Writing a Thesis-Based Paper

Your basic steps:

  • Formulate a hypothesis.
  • Develop primary source support for your hypothesis and test your hypothesis against the primary texts.
  • Investigate secondary sources; test your hypothesis against their observations.
  • Refine or modify your hypothesis.
  • Write your paper, focusing on support of your hypothesis through primary source materials and acknowledging its relationship to secondary sources.

Formulating a hypothesis

First, you need to identify an interpretive question that you feel needs to be resolved. I don’t want a factual “report” on something; I want you to argue for a particular thesis that resolves a question. Some examples of possible interpretive questions: “Is the ghost in Hamlet a ‘spirit of health, or goblin damned’?” or, “Why did Shakespeare decide to modify the way his historical sources portray the character of Hotspur?” or, “Why is Antonio so melancholy at the opening of The Merchant of Venice?”

Then, you need to try to formulate an answer to that question. Write down lists of possibilities; brainstorm about possible explanations; write down the information you would need to find in order to answer the question. Then come up with a preliminary hypothesis that you can investigate.

Developing primary source support

You will need to reread the work or works you are investigating. Keep specific notes about evidence in the text that supports or undercuts your hypothesis, and on anything that would seem to help answer your question. Ask yourself: “Is there anything in the text that contradicts my hypothesis? Is the evidence sufficient to support my hypothesis? Is my hypothesis consistent with the cultural context of the era?” You should be able to support your hypothesis with primary source material (primarily the work you are analyzing, but often including other works of the era, historical documents, etc.).

You should now be able to write a preliminary outline of your argument, with notations of how the text will support your argument.

Investigating secondary sources

Secondary sources (works of interpretation and criticism) are used to test your hypothesis and expand your perspective. You should try to find what the accepted critical perspectives might be on the topic you are investigating. If you have picked your topic well, you will discover that there is disagreement about how to answer your question.

You will test your approach to answering the question against the ways other critics have answered that question or related questions. Remember that secondary source material cannot take the place of good primary source material. Secondary sources should be used to further an explanation, provide a contrasting perspective, confirm the legitimacy of your conclusion, etc.

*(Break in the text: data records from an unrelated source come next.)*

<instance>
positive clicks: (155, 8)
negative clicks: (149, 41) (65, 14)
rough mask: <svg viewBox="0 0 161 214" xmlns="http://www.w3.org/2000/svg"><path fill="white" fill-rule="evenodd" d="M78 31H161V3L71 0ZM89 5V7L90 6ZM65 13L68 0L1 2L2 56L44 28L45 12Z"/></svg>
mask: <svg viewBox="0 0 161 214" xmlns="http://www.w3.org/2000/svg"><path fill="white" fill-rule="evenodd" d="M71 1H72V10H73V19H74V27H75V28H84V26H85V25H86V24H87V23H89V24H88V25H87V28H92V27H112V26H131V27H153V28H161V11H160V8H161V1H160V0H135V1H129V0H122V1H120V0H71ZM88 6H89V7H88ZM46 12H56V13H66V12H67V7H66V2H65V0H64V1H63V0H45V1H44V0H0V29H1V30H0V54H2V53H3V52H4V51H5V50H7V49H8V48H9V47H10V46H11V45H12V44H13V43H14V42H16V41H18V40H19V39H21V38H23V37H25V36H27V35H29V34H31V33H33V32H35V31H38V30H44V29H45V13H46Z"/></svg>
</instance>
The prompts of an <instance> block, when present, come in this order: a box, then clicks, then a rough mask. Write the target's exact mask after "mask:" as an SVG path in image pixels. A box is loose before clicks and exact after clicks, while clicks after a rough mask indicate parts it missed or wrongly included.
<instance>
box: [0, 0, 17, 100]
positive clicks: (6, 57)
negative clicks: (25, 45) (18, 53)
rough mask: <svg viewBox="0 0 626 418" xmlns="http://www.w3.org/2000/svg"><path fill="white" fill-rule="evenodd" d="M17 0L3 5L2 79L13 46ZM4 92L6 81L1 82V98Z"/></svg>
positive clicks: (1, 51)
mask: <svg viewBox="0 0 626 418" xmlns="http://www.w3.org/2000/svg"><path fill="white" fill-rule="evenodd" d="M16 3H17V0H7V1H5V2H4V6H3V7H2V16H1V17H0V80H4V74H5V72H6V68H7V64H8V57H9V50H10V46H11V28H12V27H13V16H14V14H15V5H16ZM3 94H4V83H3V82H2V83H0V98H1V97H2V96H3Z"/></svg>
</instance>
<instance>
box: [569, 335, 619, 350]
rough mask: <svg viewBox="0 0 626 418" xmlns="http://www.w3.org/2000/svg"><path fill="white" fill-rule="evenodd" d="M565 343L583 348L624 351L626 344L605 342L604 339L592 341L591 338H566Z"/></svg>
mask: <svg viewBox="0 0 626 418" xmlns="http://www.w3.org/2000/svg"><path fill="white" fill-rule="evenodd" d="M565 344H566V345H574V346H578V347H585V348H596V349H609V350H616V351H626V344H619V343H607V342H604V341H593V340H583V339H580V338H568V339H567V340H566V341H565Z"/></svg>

Be sure to do a thorough search of the critical material to find what has been written about your topic. Don’t ignore the older sources. However, also realize that you should bring your critical research up to date–it’s not good when all your sources are pre-1980, for instance.

Look for the obvious–books that cover your topic that are available in our library. Look up the names of authors in your research in the Dictionary of National Biography.

The basic bibliography in literary studies is the MLA Bibliography. It is available on-line in EBSCO:

  • Go to the LRC’s Research page (http://library.georgetowncollege.edu/research.html).
  • Click the green button for “MLA International Bibliography.” If you are working off-campus, enter your GC ID and password.
  • Enter your search terms in the boxes and click “Search.”

You will have to be thoughtful in selecting your search terms. If you need help, talk to the reference librarian or see your professor.

There are many additional specialty bibliographies that will extend your search. In Shakespeare studies, for instance, the source is the Shakespeare Quarterly bibliography, printed as the Winter issue each year.

As you use secondary material, don’t be afraid to challenge critics; be sure to include those who disagree with you as well as those who agree with you.

Refining your hypothesis

Once you have taken notes on all your secondary sources, you are ready to start putting together the final outline of your paper. Concentrate on structuring and supporting your own argument; use primary sources as your primary means of support; use secondary sources as a way of giving perspective. If you did a good job of taking notes (note cards, anyone?), you should be able to sort through your notes, put them in order, and use the note cards as the framework for your outline.

You will probably discover that you have modified many of your arguments as a result of reading secondary sources, and secondary sources might suggest certain primary source passages that you hadn’t considered before. All of this is normal. Think through your argument and write a carefully considered, unified, logical final outline.

Writing your paper

Once you have the outline complete, the paper should be easy to draft.

You should not, however, expect to have an excellent paper on the first draft.  Take rough drafts to the Writing Center or (if permitted) to your professor and get feedback that will help you improve your writing and your argumentation. Also practice revising independently: see Editing and the Retrospective Outline for one revision technique that can help at this stage.